É, pois, um modo errôneo de entender, fértil em desagradáveis conseqüências, considerar o Espiritismo um domínio em que os fatos se apresentem sempre idênticos, em que possam os elementos de experimentação ser dispostos à vontade. Fica-se, desse modo, exposto ao inconveniente de malogradas pesquisas, ou a colher incoerentes resultados.
Aplaudindo sinceramente o móvel que impele os homens instruídos a estudar os fenômenos psíquicos, não podemos contudo subtrair-nos a um certo receio: o de ver tornarem-se estéreis os seus esforços, se eles se não decidem a renunciar às suas preocupações habituais. Aqui está um exemplo.
O Sr. Charles Richet, que é um espírito resoluto e sagaz, depois de ter observado repetidas vezes os fatos produzidos com Eusápia Paladino e assinado as resenhas que autenticavam a sua realidade, não acaba por confessar que sua convicção, ao começo profunda, se enfraquece e torna-se vacilante algum tempo depois, sob o império dos hábitos de espírito contraídos no meio que lhe é familiar?
O público muito espera do novel instituto e dos sábios que o compõem. Trata-se não já de Psicologia elementar, mas da mais alta questão que jamais terá preocupado o pensamento humano: o problema do destino. A Humanidade, cansada do dogmatismo religioso, atormentada pela necessidade de saber, volve suas vistas para a Ciência; aguarda o seu veredicto definitivo, que lhe permitirá orientar seus atos, fixar suas opiniões e crenças.
Graves são as responsabilidades dos sábios. Os homens que ocupam as cátedras do ensino superior sentem bem todo o seu peso e medem acaso toda a sua extensão? Saberão eles fazer o sacrifício do seu mesquinho amorpróprio e recuar das afirmações prematuramente formuladas? Ou se reservarão, no declínio de sua carreira, o pesar de reconhecer que erraram o alvo, desdenharam as coisas mais essencialmente dignas de se conhecer e ensinar?

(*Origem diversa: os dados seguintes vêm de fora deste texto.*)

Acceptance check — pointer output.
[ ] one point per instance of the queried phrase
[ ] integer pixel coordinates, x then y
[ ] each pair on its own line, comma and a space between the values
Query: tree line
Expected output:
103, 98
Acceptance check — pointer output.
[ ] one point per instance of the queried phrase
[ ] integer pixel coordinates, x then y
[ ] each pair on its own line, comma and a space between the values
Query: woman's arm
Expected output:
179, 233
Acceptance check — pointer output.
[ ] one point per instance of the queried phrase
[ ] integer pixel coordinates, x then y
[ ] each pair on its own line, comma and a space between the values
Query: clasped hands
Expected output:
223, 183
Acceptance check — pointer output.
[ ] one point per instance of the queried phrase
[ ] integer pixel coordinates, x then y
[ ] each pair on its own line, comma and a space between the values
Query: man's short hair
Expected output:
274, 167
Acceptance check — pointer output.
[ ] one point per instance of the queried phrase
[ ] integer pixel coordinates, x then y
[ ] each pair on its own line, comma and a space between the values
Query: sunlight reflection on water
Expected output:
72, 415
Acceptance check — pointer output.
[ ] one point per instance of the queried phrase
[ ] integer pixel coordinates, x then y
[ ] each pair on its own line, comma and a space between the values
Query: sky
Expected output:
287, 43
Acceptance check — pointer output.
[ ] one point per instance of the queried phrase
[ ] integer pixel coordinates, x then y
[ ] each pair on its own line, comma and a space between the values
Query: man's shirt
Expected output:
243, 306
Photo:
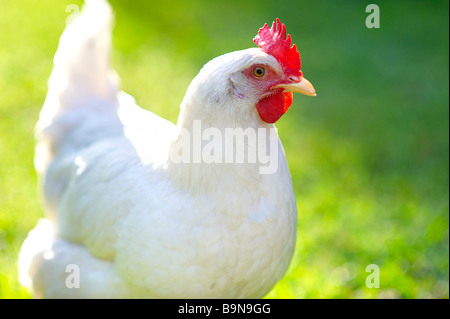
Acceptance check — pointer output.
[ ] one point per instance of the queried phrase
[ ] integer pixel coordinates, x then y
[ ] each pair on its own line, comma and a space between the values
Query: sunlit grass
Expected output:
368, 156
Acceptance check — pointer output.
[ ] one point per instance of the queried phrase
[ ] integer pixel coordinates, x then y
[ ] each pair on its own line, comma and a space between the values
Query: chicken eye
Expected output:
259, 71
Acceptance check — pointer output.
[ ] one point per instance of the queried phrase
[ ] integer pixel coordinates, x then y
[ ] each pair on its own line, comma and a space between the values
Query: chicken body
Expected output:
131, 222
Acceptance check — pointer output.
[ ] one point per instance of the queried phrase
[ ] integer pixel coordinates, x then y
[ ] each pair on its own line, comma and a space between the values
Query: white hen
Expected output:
128, 219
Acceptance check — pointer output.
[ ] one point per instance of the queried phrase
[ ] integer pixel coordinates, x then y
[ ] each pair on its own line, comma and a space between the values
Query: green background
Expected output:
368, 156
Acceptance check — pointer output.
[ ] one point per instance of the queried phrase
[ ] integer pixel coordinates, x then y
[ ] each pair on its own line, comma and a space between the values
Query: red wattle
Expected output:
271, 108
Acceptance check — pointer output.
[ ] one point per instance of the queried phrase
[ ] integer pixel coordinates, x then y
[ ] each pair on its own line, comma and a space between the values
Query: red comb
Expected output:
273, 41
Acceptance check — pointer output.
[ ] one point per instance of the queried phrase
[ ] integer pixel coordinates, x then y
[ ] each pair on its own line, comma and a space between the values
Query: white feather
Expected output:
136, 224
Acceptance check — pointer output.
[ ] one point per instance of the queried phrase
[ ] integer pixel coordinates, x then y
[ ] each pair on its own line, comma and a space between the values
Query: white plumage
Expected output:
133, 222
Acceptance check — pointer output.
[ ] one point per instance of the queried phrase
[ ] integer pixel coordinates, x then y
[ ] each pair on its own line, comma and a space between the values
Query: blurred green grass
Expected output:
368, 156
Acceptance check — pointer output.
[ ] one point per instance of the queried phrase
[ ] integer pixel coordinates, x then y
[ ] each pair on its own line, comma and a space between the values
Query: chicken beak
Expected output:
303, 87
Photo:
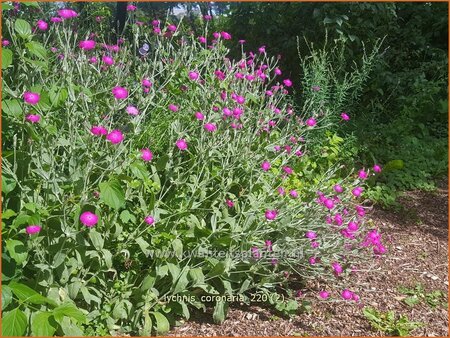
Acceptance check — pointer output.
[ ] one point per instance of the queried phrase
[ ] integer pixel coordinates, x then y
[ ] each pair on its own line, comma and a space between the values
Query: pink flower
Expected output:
288, 170
347, 294
193, 76
324, 294
149, 220
132, 110
120, 93
345, 117
115, 136
42, 25
181, 144
357, 191
88, 219
146, 154
211, 127
146, 83
33, 118
363, 174
31, 98
67, 13
265, 166
311, 234
99, 130
271, 214
338, 188
33, 229
107, 60
199, 116
287, 83
87, 44
377, 168
311, 122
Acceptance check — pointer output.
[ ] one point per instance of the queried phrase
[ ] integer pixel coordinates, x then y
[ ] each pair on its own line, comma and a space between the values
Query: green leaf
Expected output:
43, 324
22, 28
28, 295
96, 239
14, 323
17, 250
112, 194
6, 58
6, 296
69, 310
220, 311
162, 324
37, 49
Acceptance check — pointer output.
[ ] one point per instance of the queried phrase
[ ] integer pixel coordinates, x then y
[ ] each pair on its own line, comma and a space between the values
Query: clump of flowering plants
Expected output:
156, 167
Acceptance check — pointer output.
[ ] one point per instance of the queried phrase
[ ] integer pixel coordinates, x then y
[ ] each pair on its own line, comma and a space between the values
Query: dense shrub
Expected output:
157, 167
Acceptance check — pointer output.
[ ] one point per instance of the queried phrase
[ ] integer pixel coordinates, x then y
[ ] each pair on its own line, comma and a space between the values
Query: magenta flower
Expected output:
33, 229
311, 122
132, 110
265, 166
181, 144
146, 154
345, 117
99, 130
357, 191
271, 214
211, 127
347, 294
193, 76
199, 116
42, 25
363, 174
338, 188
120, 93
149, 220
67, 13
31, 98
324, 294
87, 44
115, 136
377, 168
287, 83
107, 60
33, 118
88, 219
311, 234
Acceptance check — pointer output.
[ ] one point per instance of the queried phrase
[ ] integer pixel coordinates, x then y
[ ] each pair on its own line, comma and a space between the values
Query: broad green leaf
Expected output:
69, 310
162, 324
28, 295
43, 324
22, 28
6, 296
37, 49
220, 311
17, 250
96, 239
14, 323
112, 194
6, 58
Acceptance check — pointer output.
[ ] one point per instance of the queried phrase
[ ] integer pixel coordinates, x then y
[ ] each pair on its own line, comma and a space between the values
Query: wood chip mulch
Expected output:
416, 238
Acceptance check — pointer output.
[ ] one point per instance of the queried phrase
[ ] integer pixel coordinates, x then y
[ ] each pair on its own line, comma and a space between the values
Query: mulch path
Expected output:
417, 244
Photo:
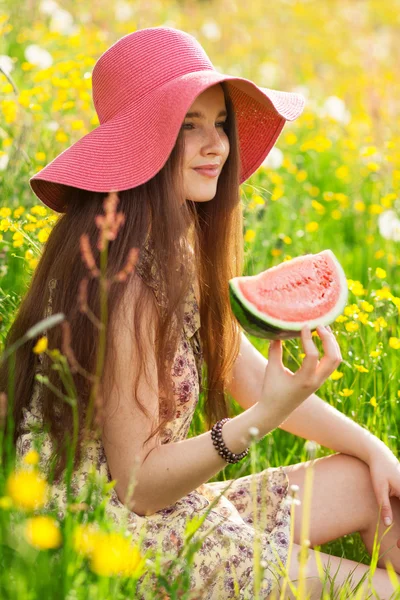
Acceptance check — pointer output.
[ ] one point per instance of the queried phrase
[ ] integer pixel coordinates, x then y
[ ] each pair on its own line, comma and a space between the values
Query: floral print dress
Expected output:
224, 565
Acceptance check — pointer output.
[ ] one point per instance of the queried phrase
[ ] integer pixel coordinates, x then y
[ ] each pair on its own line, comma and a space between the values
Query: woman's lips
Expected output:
208, 172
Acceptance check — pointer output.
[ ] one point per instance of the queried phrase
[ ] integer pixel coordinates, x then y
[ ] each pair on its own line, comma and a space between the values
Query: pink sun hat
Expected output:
142, 88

O movimento psíquico vem principalmente do exterior, como indicávamos há pouco; dia a dia se acentua. Se a ciência francesa se esquivasse a nele tomar parte, seria sobrepujada, suplantada, e o seu belo renome no mundo ficaria deprimido. Saiba ela, renunciando aos seus preconceitos e conservando os seus cautelosos métodos, elevar-se com os sábios estrangeiros, a regiões mais vastas e sutis, fecundas em descobertas, e que está no seu próprio interesse explorar, antes que negar.
Faça ela do Espiritismo uma ciência nova que complete as outras ciências, constituindo-lhes o pináculo. Aplicam-se estas a domínios particulares da Natureza; conduzem por vezes a sistemas falsos, e quem neles se enclausura perde de vista os grandes horizontes, as verdades de ordem geral. A ciência psíquica deve ser a ciência suprema que nos ensinará a conhecer-nos, a ponderar, a aumentar as potências da alma, a exercitá-las, a elevar-nos, pelos meios que nos oferece, até à Alma divina e eterna!